Pair Corralation between Zurich Insurance and Alfa Financial
Assuming the 90 days trading horizon Zurich Insurance is expected to generate 1.12 times less return on investment than Alfa Financial. But when comparing it to its historical volatility, Zurich Insurance Group is 1.47 times less risky than Alfa Financial. It trades about 0.06 of its potential returns per unit of risk. Alfa Financial Software is currently generating about 0.05 of returns per unit of risk over similar time horizon. If you would invest 161.00 in Alfa Financial Software on October 16, 2024 and sell it today you would earn a total of 71.00 from holding Alfa Financial Software or generate 44.1% return on investment over 90 days.

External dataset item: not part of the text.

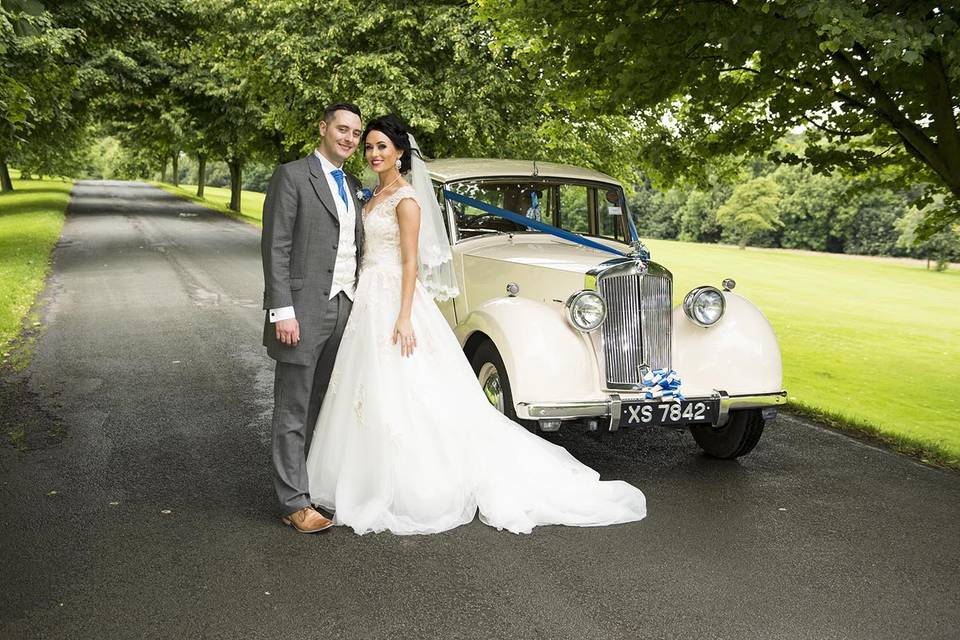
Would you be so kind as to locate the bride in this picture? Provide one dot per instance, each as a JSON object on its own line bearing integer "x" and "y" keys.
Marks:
{"x": 406, "y": 440}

Time Period | 3 Months [change] |
Direction | Moves Together |
Strength | Weak |
Accuracy | 100.0% |
Values | Daily Returns |
Zurich Insurance Group vs. Alfa Financial Software
Performance |
Timeline |
Zurich Insurance |
Alfa Financial Software |
Zurich Insurance and Alfa Financial Volatility Contrast
Predicted Return Density |
Returns |
Pair Trading with Zurich Insurance and Alfa Financial
The main advantage of trading using opposite Zurich Insurance and Alfa Financial positions is that it hedges away some unsystematic risk. Because of two separate transactions, even if Zurich Insurance position performs unexpectedly, Alfa Financial can make up some of the losses. Pair trading also minimizes risk from directional movements in the market. For example, if an entire industry or sector drops because of unexpected headlines, the short position in Alfa Financial will offset losses from the drop in Alfa Financial's long position.Zurich Insurance vs. STMICROELECTRONICS | Zurich Insurance vs. Goosehead Insurance | Zurich Insurance vs. STMicroelectronics NV | Zurich Insurance vs. REVO INSURANCE SPA |
Alfa Financial vs. Zurich Insurance Group | Alfa Financial vs. REVO INSURANCE SPA | Alfa Financial vs. BE Semiconductor Industries | Alfa Financial vs. AM EAGLE OUTFITTERS |
Check out your portfolio center.Note that this page's information should be used as a complementary analysis to find the right mix of equity instruments to add to your existing portfolios or create a brand new portfolio. You can also try the Fundamentals Comparison module to compare fundamentals across multiple equities to find investing opportunities.